C'est Jérôme, le "petit taureau", la tête auréolée d'une couronne de cheveux bouclés, de sa barbe, hirsutes, mordorés, l'oeil brillant, avec ce corps puissant qui lui vaut son surnom, couvert de poils mousseux semés d'éclats lumineux de blondeur ... Il est à peu près de ma taille mais doit avoir quatre, cinq ans de moins. Son sourire radieux laisse à penser qu'il est en pleine forme.
Il a baissé les yeux sur mes cuisses et s'est immobilisé quelques secondes, perdu dans ses pensées et moi je repense à notre rencontre, il y a quoi ... quatre ans, cinq peut-être.
C'était le début de l'été, je sortais d'un dîner un peu ennuyeux et j'avais fait un détour par la place d'Espagne. Désoeuvré, j'arpentais l'allée à couvert sous les arbres, en quête d'un de ces rapides encanaillement de circonstance quand ce grand baraqué est brusquement sorti des fourrés, dépenaillé, titubant pour venir se cramponner solidement à moi. Empestant l'alcool, il avait levé vers moi des yeux vitreux.
- "Tu vas bien me baiser, toi !"
Puis, toujours fermement accroché à moi, il avait bondi, soulevé par un hoquet, pour lancer au ciel une majestueuse gerbe avant de retomber, pantelant, entre mes bras. Je l'avais guidé jusqu'à un banc voisin où il s'était effondré, hagard, incapable de répondre à mes questions, balançant mécaniquement la tête latéralement, un filet de salive aux lèvres. Hébété.
Un joli jeune homme, cheveux et barbe châtain en broussaille, l'oeil clair, le corps athlétique, puissant même, que ses vêtements en désordre laissaient deviner couvert d'une toison fine et mousseuse mais qui, pour l'heure, était totalement hors de combat ! Proprement inconsommable.
Il semblait ne rien avoir dans ses poches, ni clé ni papier, qui aurait pu me permettre de le déposer en lieu sûr, alors, vu son état et porté par la générosité d'un élan fraternel et -quasi- chevaleresque, je l'avais ramené aux Chênaies. Copieusement douché, ce qui m'avait confirmé l'agréable constitution du jeune homme, je l'avais allongé sur le canapé, muni d'une cuvette mais, plus tard dans la nuit, il s'était levé, avait titubé jusqu'à la salle d'eau puis était revenu s'affaler sur le lit à mes côtés et nous avions fini la nuit ainsi.
Au matin, cependant, la chanson était tout autre.
Air abattu, oeil terne et bouche pâteuse, le costaud semble effondré face à la situation, à mon regard et à mes dires. Tout amnésie complaisante lui étant rendue impossible par un témoin, il m'expose sa situation en bafouillant devant son bol de café.
- "Malgré toutes mes résolutions, tous mes efforts, tout l'amour que j'ai pour ma famille, je n'arrive pas à étouffer ces envies, c'est plus fort que moi.

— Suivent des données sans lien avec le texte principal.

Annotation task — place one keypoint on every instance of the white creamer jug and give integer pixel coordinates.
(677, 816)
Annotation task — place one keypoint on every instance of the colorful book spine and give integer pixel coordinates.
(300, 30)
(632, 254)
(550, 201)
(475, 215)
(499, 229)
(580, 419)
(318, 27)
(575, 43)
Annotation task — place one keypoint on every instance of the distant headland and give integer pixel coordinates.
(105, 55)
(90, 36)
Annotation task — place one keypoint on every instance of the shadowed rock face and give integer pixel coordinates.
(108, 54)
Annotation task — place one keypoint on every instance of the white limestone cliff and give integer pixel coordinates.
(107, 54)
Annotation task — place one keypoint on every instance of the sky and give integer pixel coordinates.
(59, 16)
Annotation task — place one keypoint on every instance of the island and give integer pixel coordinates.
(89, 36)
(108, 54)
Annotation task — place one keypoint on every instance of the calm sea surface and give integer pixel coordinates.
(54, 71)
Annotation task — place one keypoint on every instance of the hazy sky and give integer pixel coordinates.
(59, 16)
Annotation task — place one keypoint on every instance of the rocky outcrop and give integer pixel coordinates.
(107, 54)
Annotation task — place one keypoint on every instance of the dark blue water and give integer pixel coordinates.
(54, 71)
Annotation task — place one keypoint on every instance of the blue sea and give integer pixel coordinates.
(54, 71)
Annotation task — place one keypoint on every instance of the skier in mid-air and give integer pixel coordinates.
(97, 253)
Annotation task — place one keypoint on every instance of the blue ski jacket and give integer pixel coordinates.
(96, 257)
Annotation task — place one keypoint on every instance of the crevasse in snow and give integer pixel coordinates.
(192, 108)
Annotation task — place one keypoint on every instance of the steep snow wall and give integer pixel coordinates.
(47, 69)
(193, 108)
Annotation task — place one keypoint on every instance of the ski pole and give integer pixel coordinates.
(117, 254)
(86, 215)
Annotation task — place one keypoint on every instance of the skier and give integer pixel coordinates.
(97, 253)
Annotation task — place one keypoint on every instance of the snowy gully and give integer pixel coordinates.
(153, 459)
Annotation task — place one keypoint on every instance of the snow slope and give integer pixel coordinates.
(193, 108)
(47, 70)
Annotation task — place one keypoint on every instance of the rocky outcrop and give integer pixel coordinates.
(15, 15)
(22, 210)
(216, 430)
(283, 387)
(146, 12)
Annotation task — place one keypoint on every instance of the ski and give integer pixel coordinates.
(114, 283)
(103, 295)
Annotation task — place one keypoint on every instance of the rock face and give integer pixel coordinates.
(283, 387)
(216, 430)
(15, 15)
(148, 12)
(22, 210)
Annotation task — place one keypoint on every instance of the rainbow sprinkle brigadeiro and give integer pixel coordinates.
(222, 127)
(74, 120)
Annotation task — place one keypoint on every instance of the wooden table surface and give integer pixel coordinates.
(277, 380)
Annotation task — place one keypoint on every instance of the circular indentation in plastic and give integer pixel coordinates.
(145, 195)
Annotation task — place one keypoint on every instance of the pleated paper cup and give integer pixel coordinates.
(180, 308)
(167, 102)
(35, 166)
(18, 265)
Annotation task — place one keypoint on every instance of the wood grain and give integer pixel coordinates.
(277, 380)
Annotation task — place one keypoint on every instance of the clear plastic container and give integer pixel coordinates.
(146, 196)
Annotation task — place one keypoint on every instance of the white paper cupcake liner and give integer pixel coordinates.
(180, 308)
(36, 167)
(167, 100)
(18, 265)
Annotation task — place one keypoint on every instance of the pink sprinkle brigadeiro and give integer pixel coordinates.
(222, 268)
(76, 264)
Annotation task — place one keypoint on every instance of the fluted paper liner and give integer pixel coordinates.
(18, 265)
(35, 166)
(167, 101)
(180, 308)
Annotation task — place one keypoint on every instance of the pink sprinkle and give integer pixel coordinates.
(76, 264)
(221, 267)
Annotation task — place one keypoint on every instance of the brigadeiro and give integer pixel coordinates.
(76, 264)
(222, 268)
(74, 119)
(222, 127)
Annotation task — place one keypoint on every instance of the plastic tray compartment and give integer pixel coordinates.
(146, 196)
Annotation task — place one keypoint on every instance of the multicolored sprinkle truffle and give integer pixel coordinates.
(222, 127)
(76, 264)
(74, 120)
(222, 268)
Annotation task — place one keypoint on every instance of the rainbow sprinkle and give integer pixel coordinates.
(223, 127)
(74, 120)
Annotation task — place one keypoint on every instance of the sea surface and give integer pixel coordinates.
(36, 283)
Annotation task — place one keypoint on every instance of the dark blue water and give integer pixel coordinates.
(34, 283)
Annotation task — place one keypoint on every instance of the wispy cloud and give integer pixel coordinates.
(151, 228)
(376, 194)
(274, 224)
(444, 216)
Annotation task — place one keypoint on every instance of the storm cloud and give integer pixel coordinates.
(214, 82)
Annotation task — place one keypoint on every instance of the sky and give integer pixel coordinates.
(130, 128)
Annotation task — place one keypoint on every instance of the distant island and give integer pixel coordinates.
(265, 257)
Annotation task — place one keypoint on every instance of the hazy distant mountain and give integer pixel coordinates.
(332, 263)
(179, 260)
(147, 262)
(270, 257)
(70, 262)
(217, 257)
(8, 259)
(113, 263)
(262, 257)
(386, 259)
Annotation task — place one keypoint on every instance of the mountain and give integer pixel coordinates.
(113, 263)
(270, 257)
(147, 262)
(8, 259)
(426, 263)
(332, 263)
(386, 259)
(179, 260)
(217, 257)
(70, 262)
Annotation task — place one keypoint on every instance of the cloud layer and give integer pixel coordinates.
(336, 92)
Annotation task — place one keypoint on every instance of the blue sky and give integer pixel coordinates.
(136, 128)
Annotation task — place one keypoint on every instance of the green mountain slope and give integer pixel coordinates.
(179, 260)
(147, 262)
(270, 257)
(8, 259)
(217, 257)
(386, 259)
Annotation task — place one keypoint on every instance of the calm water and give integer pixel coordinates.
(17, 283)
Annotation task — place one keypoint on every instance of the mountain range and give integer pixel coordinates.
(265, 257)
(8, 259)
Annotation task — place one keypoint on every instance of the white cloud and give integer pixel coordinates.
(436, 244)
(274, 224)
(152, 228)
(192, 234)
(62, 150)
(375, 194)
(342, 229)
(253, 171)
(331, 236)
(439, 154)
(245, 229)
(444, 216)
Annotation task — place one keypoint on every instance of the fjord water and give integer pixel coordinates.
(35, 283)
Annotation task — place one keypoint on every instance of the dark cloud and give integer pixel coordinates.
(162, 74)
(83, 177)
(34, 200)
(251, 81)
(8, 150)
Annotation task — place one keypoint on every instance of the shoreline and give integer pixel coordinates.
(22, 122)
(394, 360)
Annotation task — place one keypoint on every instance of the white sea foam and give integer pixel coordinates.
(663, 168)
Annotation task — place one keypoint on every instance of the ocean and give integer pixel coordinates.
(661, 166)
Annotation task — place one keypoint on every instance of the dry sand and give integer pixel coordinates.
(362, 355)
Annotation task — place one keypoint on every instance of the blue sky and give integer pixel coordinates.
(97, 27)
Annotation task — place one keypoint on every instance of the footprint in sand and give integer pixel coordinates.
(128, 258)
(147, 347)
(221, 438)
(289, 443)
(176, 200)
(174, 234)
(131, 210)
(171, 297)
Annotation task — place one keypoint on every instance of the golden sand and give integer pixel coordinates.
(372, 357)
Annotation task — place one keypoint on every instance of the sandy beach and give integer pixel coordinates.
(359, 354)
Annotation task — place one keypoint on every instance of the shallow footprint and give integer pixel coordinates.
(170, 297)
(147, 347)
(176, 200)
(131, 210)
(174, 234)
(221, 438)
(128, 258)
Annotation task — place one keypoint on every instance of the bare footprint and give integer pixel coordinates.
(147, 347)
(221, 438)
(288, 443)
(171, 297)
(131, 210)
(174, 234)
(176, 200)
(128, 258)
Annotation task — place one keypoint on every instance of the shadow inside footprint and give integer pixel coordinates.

Alors je pète un cable et je picole à mort pour, une fois saoûl, m'autoriser. Je cède ... Quand je reviens à moi, impossible de me souvenir de ce que j'ai fait, ni avec qui ... Le noir complet."
Nous discutons librement un moment. Je l'écoute avec attention, me gardant bien de tout jugement, le relançant par de simples questions précises, ouvertes. Il parle de lui, de ces pulsions qu'il ne parvient pas à contenir, des dégâts qu'il avait ou allait ainsi occasionner tôt ou tard ...
Nous n'avons pas parlé de moi sauf une fois, brièvement.
-" Et toi ? ... "
-" Moi, je suis gay."
Au moins sait-il à qui il a à faire. C'est volontairement clair et expéditif pour qu'il revienne à ce qui le préoccupe : lui.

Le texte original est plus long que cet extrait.